Although this new rule is already frustrating those banks importing gold, it's likely only to delay, rather than deter, the flow of bullion. But it's a hat-tip to the potential drain on China's foreign currency holdings which gold has become for India – still the world's No.1 consumer, and importing twice as much as bullion as China in 2011 because it has no domestic mine output.

The timing of SAFE's move, immediately after New Year – and only two weeks after India doubled its gold and silver import duties – suggests Beijing's policy wonks are live to the trade-balance risks posed by Chinese households' soaring demand.

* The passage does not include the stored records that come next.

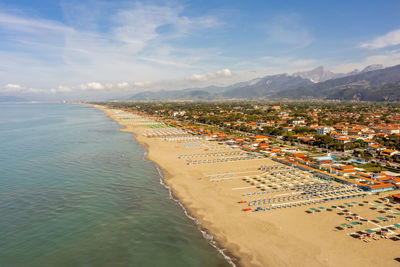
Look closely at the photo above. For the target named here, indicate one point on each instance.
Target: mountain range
(373, 83)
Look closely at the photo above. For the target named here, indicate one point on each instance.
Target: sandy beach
(209, 179)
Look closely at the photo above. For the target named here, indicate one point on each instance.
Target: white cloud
(288, 29)
(13, 86)
(122, 85)
(64, 89)
(141, 84)
(387, 59)
(135, 39)
(92, 86)
(210, 75)
(389, 39)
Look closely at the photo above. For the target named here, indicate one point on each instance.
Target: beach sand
(286, 237)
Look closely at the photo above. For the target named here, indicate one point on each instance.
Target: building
(323, 130)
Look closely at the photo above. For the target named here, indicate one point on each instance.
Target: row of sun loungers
(165, 132)
(193, 145)
(196, 162)
(215, 154)
(183, 138)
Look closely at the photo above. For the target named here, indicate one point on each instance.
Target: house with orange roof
(287, 129)
(342, 140)
(389, 152)
(375, 148)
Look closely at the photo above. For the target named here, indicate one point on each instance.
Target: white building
(323, 130)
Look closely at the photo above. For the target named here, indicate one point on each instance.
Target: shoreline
(163, 173)
(288, 237)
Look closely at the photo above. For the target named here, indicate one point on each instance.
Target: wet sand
(285, 237)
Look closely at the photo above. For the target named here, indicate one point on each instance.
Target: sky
(93, 49)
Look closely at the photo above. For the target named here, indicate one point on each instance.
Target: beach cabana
(381, 218)
(370, 232)
(313, 210)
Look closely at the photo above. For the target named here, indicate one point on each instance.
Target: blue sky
(85, 48)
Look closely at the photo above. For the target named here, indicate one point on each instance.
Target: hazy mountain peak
(319, 74)
(372, 67)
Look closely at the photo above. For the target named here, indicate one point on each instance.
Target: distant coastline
(229, 257)
(288, 237)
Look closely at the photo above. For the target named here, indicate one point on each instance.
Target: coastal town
(254, 167)
(356, 142)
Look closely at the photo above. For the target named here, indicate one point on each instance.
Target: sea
(75, 191)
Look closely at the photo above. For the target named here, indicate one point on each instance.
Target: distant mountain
(318, 83)
(7, 98)
(366, 69)
(265, 86)
(357, 86)
(372, 68)
(319, 74)
(256, 88)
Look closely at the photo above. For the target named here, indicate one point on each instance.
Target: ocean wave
(207, 236)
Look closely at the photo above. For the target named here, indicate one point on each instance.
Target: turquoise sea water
(74, 191)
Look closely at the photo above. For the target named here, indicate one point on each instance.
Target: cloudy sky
(87, 49)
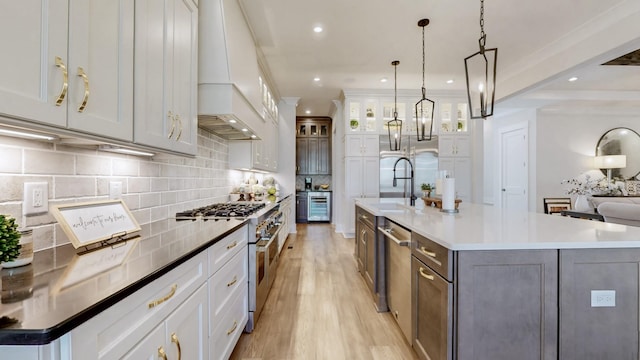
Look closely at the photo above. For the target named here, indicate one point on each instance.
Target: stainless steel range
(264, 221)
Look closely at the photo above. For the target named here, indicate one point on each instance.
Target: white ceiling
(541, 43)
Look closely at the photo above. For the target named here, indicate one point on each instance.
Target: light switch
(36, 198)
(603, 298)
(115, 190)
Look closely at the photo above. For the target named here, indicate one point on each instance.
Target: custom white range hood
(228, 75)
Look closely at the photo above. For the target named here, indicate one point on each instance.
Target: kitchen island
(489, 283)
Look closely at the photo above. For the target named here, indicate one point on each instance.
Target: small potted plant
(9, 239)
(426, 189)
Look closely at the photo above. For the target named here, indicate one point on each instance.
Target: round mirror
(621, 141)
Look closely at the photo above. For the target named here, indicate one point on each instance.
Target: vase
(582, 203)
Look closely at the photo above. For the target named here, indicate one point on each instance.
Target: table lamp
(610, 162)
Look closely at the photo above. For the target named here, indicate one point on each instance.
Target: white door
(514, 168)
(100, 99)
(33, 33)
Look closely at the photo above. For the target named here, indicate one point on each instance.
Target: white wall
(562, 145)
(567, 144)
(286, 176)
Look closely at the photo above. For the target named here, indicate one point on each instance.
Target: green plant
(9, 239)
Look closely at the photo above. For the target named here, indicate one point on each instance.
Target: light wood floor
(319, 307)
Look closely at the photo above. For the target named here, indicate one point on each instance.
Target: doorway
(514, 167)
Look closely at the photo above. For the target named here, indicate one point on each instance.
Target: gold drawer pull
(65, 81)
(167, 297)
(173, 124)
(425, 275)
(85, 99)
(179, 120)
(174, 339)
(161, 354)
(427, 252)
(235, 325)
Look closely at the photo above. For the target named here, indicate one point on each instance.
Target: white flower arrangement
(591, 182)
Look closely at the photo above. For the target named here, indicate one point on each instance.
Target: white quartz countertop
(484, 227)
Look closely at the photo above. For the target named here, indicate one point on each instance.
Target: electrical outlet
(115, 190)
(36, 198)
(603, 298)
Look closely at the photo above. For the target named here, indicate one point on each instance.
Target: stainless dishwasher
(319, 206)
(398, 274)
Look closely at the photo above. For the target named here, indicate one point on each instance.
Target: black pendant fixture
(424, 107)
(480, 70)
(395, 126)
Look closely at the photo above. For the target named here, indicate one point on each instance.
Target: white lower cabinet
(228, 295)
(177, 302)
(196, 311)
(180, 336)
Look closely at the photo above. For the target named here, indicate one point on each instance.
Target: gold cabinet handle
(425, 275)
(179, 120)
(174, 339)
(85, 79)
(235, 325)
(161, 354)
(65, 81)
(165, 298)
(173, 124)
(427, 252)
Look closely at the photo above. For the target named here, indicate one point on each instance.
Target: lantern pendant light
(424, 107)
(480, 70)
(395, 126)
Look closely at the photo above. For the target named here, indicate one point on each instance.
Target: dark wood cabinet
(313, 147)
(301, 207)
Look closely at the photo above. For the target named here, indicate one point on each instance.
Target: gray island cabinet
(496, 284)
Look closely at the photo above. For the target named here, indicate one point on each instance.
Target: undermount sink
(391, 207)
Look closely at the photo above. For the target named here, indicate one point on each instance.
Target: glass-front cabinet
(371, 115)
(363, 116)
(453, 116)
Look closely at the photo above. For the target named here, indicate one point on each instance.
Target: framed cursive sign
(89, 223)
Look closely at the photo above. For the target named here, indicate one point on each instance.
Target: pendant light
(424, 107)
(395, 125)
(480, 70)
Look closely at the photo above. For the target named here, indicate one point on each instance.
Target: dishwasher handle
(387, 233)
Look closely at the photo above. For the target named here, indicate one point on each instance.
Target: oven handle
(263, 248)
(387, 233)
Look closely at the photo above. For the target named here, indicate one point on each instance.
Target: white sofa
(620, 212)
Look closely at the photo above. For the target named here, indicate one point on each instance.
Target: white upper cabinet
(166, 74)
(33, 34)
(70, 64)
(100, 98)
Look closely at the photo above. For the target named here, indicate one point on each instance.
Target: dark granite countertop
(50, 297)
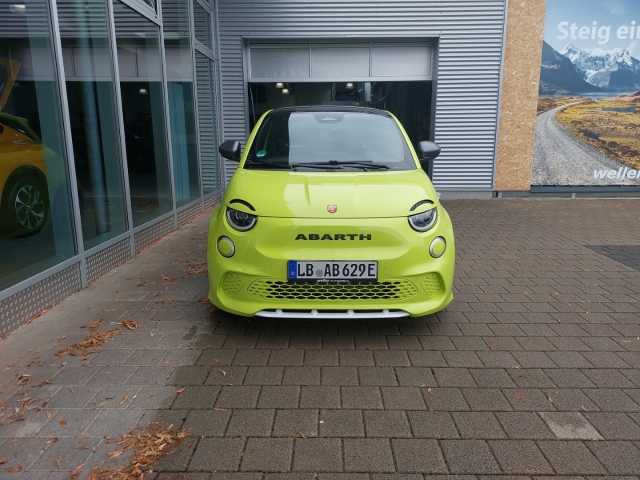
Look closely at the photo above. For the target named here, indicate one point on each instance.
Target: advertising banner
(588, 125)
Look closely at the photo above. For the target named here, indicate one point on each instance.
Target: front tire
(25, 208)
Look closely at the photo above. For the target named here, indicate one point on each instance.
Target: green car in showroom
(331, 214)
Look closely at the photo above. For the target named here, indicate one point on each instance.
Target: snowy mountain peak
(597, 65)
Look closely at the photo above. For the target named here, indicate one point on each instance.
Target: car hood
(310, 194)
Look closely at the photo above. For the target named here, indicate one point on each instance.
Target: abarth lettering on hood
(335, 237)
(331, 214)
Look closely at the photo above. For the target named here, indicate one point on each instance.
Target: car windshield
(329, 141)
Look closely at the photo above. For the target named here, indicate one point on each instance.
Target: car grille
(277, 290)
(271, 290)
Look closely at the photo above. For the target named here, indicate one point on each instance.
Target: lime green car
(330, 214)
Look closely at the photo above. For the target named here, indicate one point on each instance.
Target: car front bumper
(253, 282)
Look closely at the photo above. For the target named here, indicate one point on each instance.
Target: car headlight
(241, 221)
(423, 222)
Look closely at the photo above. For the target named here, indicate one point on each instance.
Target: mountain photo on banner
(588, 126)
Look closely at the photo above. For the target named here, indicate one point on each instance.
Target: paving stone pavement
(534, 370)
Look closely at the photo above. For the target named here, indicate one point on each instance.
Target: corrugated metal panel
(206, 92)
(175, 18)
(28, 18)
(470, 34)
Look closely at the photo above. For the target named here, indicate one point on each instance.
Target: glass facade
(182, 118)
(100, 112)
(89, 75)
(36, 219)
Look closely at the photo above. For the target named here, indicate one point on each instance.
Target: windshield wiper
(267, 164)
(334, 165)
(316, 165)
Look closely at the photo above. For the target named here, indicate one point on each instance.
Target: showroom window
(36, 221)
(89, 76)
(182, 119)
(140, 66)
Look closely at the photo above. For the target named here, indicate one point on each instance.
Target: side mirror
(230, 150)
(429, 152)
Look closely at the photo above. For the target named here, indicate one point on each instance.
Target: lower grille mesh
(410, 289)
(398, 290)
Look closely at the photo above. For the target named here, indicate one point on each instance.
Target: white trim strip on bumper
(330, 315)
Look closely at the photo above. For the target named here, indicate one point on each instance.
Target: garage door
(358, 61)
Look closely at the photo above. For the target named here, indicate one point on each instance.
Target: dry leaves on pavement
(87, 346)
(196, 269)
(129, 324)
(146, 446)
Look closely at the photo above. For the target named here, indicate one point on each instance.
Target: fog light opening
(438, 247)
(226, 247)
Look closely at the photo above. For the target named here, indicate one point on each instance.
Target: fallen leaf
(196, 269)
(129, 324)
(93, 341)
(147, 445)
(75, 473)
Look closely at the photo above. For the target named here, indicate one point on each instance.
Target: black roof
(332, 108)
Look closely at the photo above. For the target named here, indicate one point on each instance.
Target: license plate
(329, 271)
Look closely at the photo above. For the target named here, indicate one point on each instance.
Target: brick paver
(533, 371)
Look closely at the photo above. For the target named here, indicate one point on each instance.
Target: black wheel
(26, 205)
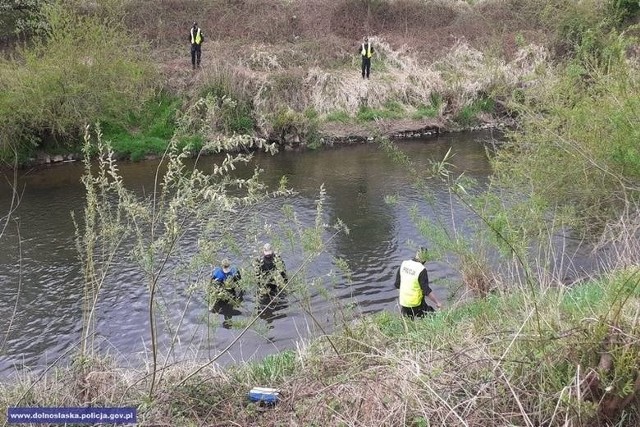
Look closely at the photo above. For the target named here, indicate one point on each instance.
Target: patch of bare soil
(390, 128)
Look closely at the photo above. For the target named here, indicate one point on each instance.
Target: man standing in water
(413, 281)
(366, 51)
(268, 268)
(196, 37)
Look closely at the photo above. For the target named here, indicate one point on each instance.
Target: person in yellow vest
(196, 37)
(413, 282)
(366, 51)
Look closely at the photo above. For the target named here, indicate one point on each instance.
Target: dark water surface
(41, 278)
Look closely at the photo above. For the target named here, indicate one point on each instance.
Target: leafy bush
(82, 71)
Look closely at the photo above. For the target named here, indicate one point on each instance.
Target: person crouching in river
(271, 273)
(224, 282)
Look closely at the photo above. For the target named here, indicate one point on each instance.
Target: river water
(41, 278)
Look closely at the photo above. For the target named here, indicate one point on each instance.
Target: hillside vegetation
(518, 346)
(286, 71)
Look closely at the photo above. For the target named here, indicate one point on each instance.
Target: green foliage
(468, 114)
(289, 126)
(274, 368)
(233, 108)
(577, 145)
(391, 110)
(431, 110)
(22, 18)
(340, 116)
(146, 131)
(57, 88)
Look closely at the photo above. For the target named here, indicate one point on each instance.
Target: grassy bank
(566, 356)
(295, 80)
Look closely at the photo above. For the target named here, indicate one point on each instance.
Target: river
(41, 277)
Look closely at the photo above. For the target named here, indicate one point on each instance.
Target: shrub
(57, 88)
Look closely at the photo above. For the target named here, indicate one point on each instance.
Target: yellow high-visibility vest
(410, 290)
(197, 38)
(366, 51)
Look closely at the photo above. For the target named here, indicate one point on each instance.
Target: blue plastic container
(264, 395)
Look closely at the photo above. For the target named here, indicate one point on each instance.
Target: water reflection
(39, 266)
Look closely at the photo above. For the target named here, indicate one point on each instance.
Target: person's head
(267, 250)
(422, 255)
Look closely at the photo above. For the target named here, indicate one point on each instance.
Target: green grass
(145, 133)
(390, 111)
(468, 115)
(340, 116)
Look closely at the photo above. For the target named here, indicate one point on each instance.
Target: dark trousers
(419, 311)
(366, 67)
(196, 53)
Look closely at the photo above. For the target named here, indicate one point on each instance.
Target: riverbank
(298, 85)
(556, 359)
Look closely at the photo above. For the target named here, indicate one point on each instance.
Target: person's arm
(423, 279)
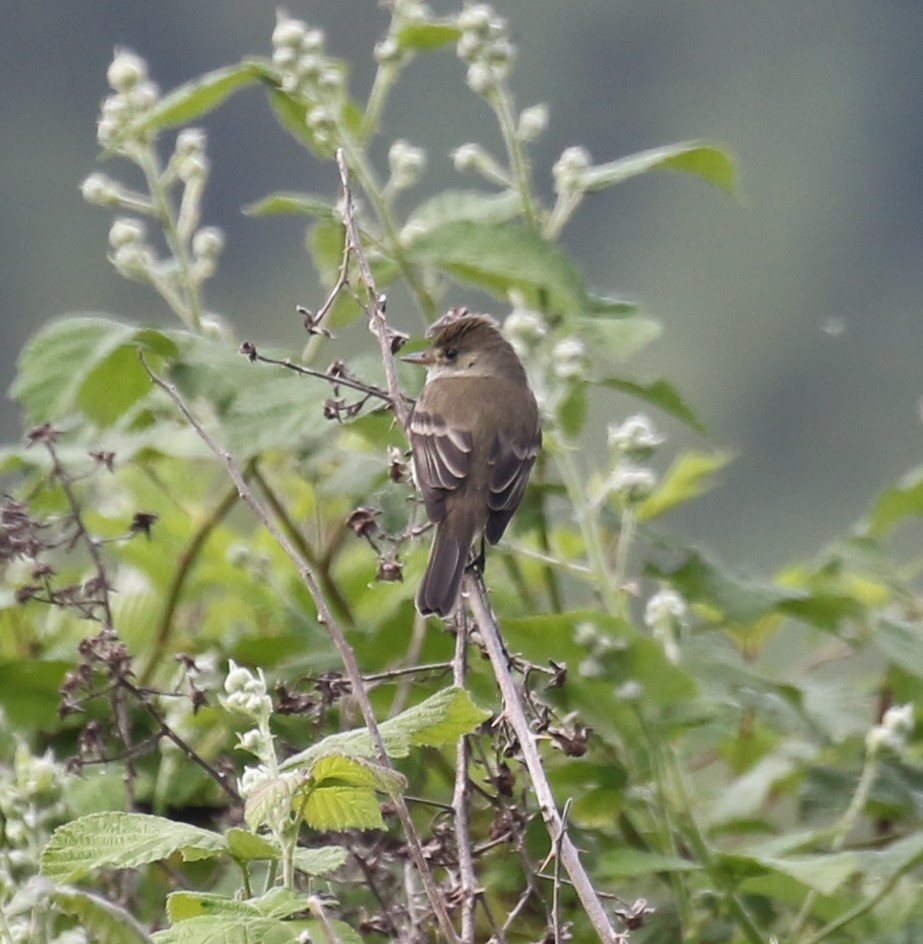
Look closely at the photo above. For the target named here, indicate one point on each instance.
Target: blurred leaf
(197, 97)
(660, 393)
(744, 797)
(454, 205)
(741, 600)
(822, 873)
(498, 258)
(618, 863)
(104, 921)
(687, 478)
(29, 692)
(67, 366)
(303, 203)
(572, 410)
(704, 160)
(609, 305)
(122, 841)
(438, 720)
(896, 504)
(902, 644)
(428, 34)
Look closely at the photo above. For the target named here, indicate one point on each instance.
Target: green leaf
(122, 841)
(86, 362)
(572, 410)
(896, 504)
(500, 257)
(436, 721)
(29, 693)
(197, 97)
(705, 161)
(902, 644)
(619, 863)
(235, 929)
(427, 35)
(303, 203)
(247, 846)
(741, 600)
(660, 393)
(688, 477)
(822, 873)
(105, 922)
(320, 861)
(611, 340)
(454, 205)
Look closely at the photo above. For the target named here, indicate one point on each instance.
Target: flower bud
(126, 71)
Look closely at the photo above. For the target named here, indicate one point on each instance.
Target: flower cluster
(133, 95)
(486, 47)
(308, 73)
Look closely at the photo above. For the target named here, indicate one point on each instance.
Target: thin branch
(374, 308)
(327, 619)
(461, 797)
(515, 714)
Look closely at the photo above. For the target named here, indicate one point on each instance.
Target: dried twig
(327, 619)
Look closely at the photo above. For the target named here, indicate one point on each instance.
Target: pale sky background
(792, 319)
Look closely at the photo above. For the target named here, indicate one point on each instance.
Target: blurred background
(792, 318)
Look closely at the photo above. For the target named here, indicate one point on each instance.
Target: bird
(475, 432)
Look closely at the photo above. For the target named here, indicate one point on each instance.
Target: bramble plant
(260, 729)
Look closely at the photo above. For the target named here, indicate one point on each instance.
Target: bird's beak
(422, 358)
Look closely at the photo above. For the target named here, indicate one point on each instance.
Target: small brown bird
(475, 433)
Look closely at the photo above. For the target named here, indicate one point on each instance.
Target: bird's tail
(439, 588)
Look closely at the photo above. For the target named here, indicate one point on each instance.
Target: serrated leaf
(427, 35)
(704, 160)
(822, 873)
(305, 204)
(235, 929)
(439, 720)
(456, 205)
(688, 477)
(197, 97)
(122, 841)
(660, 393)
(896, 504)
(320, 861)
(499, 258)
(105, 922)
(247, 846)
(63, 367)
(902, 644)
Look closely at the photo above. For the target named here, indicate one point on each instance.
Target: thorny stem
(461, 797)
(513, 710)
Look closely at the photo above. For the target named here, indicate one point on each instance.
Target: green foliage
(733, 749)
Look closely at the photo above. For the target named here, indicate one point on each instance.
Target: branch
(326, 618)
(389, 340)
(515, 714)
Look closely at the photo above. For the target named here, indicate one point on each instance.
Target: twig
(461, 797)
(378, 324)
(516, 716)
(326, 618)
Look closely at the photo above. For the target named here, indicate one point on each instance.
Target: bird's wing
(441, 456)
(511, 461)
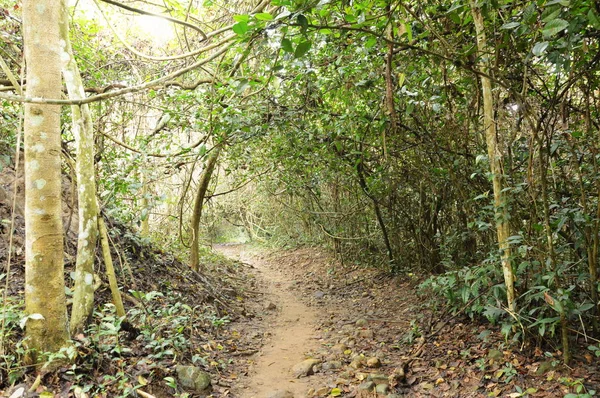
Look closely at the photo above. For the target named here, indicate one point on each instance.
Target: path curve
(292, 329)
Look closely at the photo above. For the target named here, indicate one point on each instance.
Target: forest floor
(326, 330)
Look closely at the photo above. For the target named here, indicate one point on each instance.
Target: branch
(132, 89)
(152, 14)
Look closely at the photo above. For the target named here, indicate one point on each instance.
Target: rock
(382, 389)
(545, 367)
(356, 363)
(19, 392)
(367, 386)
(339, 348)
(373, 362)
(366, 333)
(398, 376)
(329, 365)
(193, 378)
(281, 394)
(305, 368)
(378, 378)
(347, 329)
(495, 355)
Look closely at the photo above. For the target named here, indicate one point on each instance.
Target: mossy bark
(45, 302)
(199, 202)
(83, 296)
(495, 157)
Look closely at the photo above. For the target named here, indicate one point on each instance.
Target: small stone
(545, 367)
(367, 386)
(193, 378)
(339, 348)
(378, 378)
(281, 394)
(329, 365)
(305, 368)
(382, 389)
(18, 393)
(373, 362)
(366, 333)
(347, 329)
(356, 363)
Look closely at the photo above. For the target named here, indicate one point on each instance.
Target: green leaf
(286, 45)
(263, 16)
(593, 18)
(539, 48)
(302, 49)
(303, 22)
(510, 25)
(241, 18)
(240, 28)
(555, 26)
(371, 42)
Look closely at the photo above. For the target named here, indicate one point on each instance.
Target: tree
(45, 300)
(494, 158)
(81, 121)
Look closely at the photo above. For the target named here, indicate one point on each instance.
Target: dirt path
(292, 332)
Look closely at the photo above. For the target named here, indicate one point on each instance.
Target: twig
(144, 394)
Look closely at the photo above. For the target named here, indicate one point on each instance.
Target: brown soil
(291, 332)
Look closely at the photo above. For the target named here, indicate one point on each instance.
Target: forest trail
(370, 333)
(291, 328)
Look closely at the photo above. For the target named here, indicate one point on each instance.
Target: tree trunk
(83, 296)
(110, 269)
(45, 302)
(386, 239)
(495, 159)
(199, 202)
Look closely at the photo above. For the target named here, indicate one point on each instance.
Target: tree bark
(83, 296)
(495, 158)
(199, 202)
(45, 302)
(110, 269)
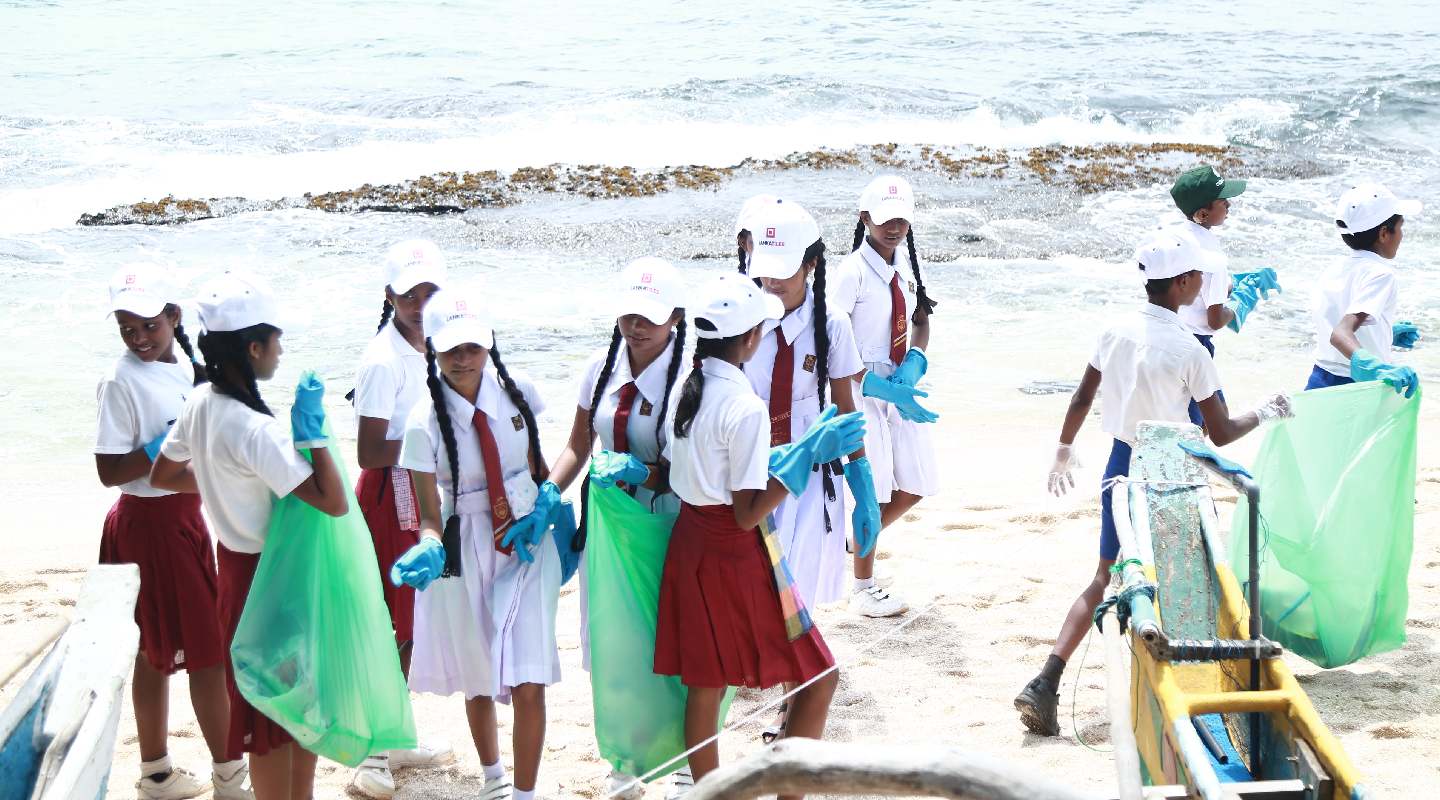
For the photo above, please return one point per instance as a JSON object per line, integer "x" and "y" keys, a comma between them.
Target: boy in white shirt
{"x": 1148, "y": 367}
{"x": 1358, "y": 298}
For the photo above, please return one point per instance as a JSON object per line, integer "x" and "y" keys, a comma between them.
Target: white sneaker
{"x": 179, "y": 784}
{"x": 424, "y": 754}
{"x": 235, "y": 787}
{"x": 876, "y": 602}
{"x": 632, "y": 789}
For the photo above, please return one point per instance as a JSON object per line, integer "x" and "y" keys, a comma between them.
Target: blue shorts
{"x": 1119, "y": 464}
{"x": 1324, "y": 379}
{"x": 1194, "y": 406}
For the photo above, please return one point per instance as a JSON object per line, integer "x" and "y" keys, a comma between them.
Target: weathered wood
{"x": 821, "y": 767}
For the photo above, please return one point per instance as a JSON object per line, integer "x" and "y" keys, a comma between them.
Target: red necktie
{"x": 782, "y": 380}
{"x": 628, "y": 393}
{"x": 899, "y": 328}
{"x": 500, "y": 515}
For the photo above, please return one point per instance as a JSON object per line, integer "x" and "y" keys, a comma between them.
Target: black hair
{"x": 694, "y": 387}
{"x": 1367, "y": 239}
{"x": 231, "y": 348}
{"x": 450, "y": 537}
{"x": 922, "y": 300}
{"x": 185, "y": 344}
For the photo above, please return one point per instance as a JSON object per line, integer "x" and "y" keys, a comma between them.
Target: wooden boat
{"x": 1216, "y": 711}
{"x": 58, "y": 734}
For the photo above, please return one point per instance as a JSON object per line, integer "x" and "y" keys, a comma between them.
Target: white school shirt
{"x": 242, "y": 462}
{"x": 390, "y": 382}
{"x": 1358, "y": 284}
{"x": 138, "y": 402}
{"x": 860, "y": 289}
{"x": 729, "y": 443}
{"x": 424, "y": 449}
{"x": 799, "y": 330}
{"x": 1151, "y": 367}
{"x": 1214, "y": 287}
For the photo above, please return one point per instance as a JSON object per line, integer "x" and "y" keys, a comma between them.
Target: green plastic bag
{"x": 314, "y": 649}
{"x": 1337, "y": 504}
{"x": 640, "y": 717}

India's hunger for a metal it does not produce is plain to see in its trade balance. The only current-account deficit in the region as Morgan Stanley notes, gold also weighed on the rupee's exchange rate in 2011, down 15% versus the dollar as the currency markets tried to force an adjustment. Because even then, and with Rupee gold prices pushed to fresh record highs despite a 20% drop for U.S. investors after September's top, India's full-year 2011 gold demand still rose from 2010 in Dollar terms, setting a fresh record of $46 billion on the World Gold Council's data, and equal to more than three-quarters of the country's current account deficit.

"[We hope to] discourage imports so that the rupee steadies against the dollar," admitted a senior, unnamed official quoted by India Today after New Delhi raised import duties and handed a tax advantage to the domestic recycling lobby last month. Beijing's policy wonks are being equally coy about trying to dampen gold bullion imports just ever so slightly.

China's feint should remind precious-metals bulls that Asia's massive demand growth can pose a risk to itself. First from high prices dissuading new buyers (as seen in Western jewelry demand since 2005) but more significantly from state interference in a market averaging 36% compound growth by value each year since 2001.